Purinergic signalling in the subretinal space: a role in the communication between the retina and the RPE.

The retinal pigment epithelium (RPE) is separated from the photoreceptor outer segments by the subretinal space. While the actual volume of this space is minimal, the communication that occurs across this microenvironment is important to the visual process, and accumulating evidence suggests the purines ATP and adenosine contribute to this communication. P1 and P2 receptors are localized to membranes on both the photoreceptor outer segments and on the apical membrane of the RPE which border subretinal space. ATP is released across the apical membrane of the RPE into this space in response to various triggers including glutamate and chemical ischemia. This ATP is dephosphorylated into adenosine by a series of ectoenzymes on the RPE apical membrane. Regulation of release and ectoenzyme activity in response to light-sensitive signals can alter the balance of purines in subretinal space, and thus coordinate communication across subretinal space with the visual process.

Introduction

The retinal pigment epithelium (RPE) lies between the outer segments of the photoreceptors and the choroidal blood supply (Fig. 1). The RPE combines the functions of epithelial and glial cells, providing a barrier while also supporting the neural photoreceptors and modulating their function. Tight communication between photoreceptors and the RPE is critical to coordinate the multiple levels of interaction, and the purinergic contribution to this communication is becoming apparent. The relevance of this purinergic input is emphasized by the many functional effects of P1 and P2 receptor stimulation and by the multiple mechanisms in place to regulate subretinal levels of purine agonists. As the dynamics of ATP release and extracellular conversion into adenosine will modify agonist availability, the modulation of these processes can exert a temporal control on purinergic signaling. The following review will outline the main interactions between the RPE and photoreceptors, describe the effects of stimulating purinergic receptors on both sides of subretinal space, and summarize how levels of ATP, ADP, and adenosine are manipulated in this microenvironment.

Fig. 1

Schematic illustration of the key components of purinergic signaling in the subretinal microenvironment. Stimulation of P2 receptors on the RPE can enhance transepithelial fluid absorption while P1 receptors can modulate phagocytosis. ATP released through CFTR and other Cl− channels can stimulate P2 receptors or be converted to ADP, AMP, and adenosine (Ado) by a series of ectonucleotidases present on the apical membrane of the RPE. By controlling the balance of extracellular purines available to stimulate these receptors these mechanisms can control levels of endogenous purines available to activate the receptors. While theoretically possible, it remains to be determined whether these subretinal purines can actually stimulate photoreceptors

Purines and subretinal space

RPE-photoreceptor interactions across the subretinal space

The outer segments of the rods and cones are responsible for the initial stages of vision, converting photon energy into a series of enzymatic reactions that close the light-sensitive channels on the photoreceptor plasma membrane, hyperpolarize the cells, and reduce the release of glutamate from the synaptic terminals [1, 2]. Efficient photoreceptor function depends upon both short-term and long-term support from the RPE. The critical nature of these interactions is evident from the rapid degeneration of photoreceptors in the absence of a healthy RPE layer and by the RPE localization of defective gene product in some forms of hereditary photoreceptor degeneration [3].

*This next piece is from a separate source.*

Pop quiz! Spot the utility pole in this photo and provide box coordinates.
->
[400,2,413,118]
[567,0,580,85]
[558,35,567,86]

The apical membrane of the RPE is separated from the plasma membrane of the outer segments by an extracellular space of only 10–20 nm [4]. Although small, this subretinal space contains a highly structured matrix which ensheathes the outer segments and extends to the RPE [5, 6]. The presence of enzymes within this interphotoreceptor matrix emphasizes that this extracellular space itself is functionally active [7, 8]. This intimate anatomical relationship between photoreceptors and the RPE reflects multiple functional interactions. For example, the RPE accepts, recycles, and exports central components of the phototransduction process [9]. The outer segments are continuously resynthesized, and the phagocytosis, degradation, and processing of shed outer segment tips by the RPE cells is central to this renewal [10]. The ion channels and transporters on the apical membrane of the RPE help regulate the ionic composition of the subretinal space [11]. As extracellular levels of ions can modify the ionic driving forces across the photoreceptor plasma membrane, these RPE transporters can influence the state of neural activity. The transport of fluid and ions from the apical membrane to basolateral membrane of the RPE is also one of the main forces keeping the retina attached [12].

The control of photoreceptor activity by light gives a rapid temporal dependence to some interactions between the photoreceptors and the RPE. The volume of subretinal space increases in response to light [13], linking small changes in the ionic composition of the subretinal space with activity of the RPE transport mechanisms which maintain this volume [14, 15]. Other processes are controlled on a diurnal cycle. The shed tips of the outer segments are phagocytosed by the RPE soon after the onset of light [16, 17]. These processes can both be modulated by purine levels in subretinal space, indicating purinergic regulation is important over multiple time scales.

Purinergic receptors on photoreceptors

A2 adenosine receptors were localized to both the inner and outer segments of photoreceptor outer segments over a decade ago by Blazynski and colleagues [18], with more recent reports emphasizing their functional role. A2 agonists inhibit the L-type Ca2+ channel on rod outer segments [19] and can inhibit the synaptic release of glutamate from rods, suggesting changes in adenosine levels in subretinal space could modulate light sensitivity [20]. The A2 agonist DPMA and the adenosine deaminase inhibitor EHNA reduce mRNA for opsin in rods, suggesting that endogenous levels of adenosine can downregulate opsin message at night [21]. EHNA and the A2A receptor agonist CGS21680 also increase the survival of chick embryonic photoreceptors in culture [22], indicating a long-term neuroprotective role for adenosine.

P2 receptors are also present in the photoreceptors. mRNA for the P2X2 receptor is expressed in the photoreceptor cell bodies, with immunohistochemical localization of the protein to outer segments [23]. In situ hybridization indicates the photoreceptor layer has the highest level of P2Y2 receptor of any region in the rabbit retina, although staining was not pronounced in monkey [24]. P2X7 receptors have recently been localized to photoreceptor synaptic terminals, with evidence for ecto-ATPase activity in the synapse, and functional evidence suggesting ATP augments transmission of the light response by rods [25]. It was suggested that ATP might be co-released from photoreceptors with glutamate, although this remains to be tested directly.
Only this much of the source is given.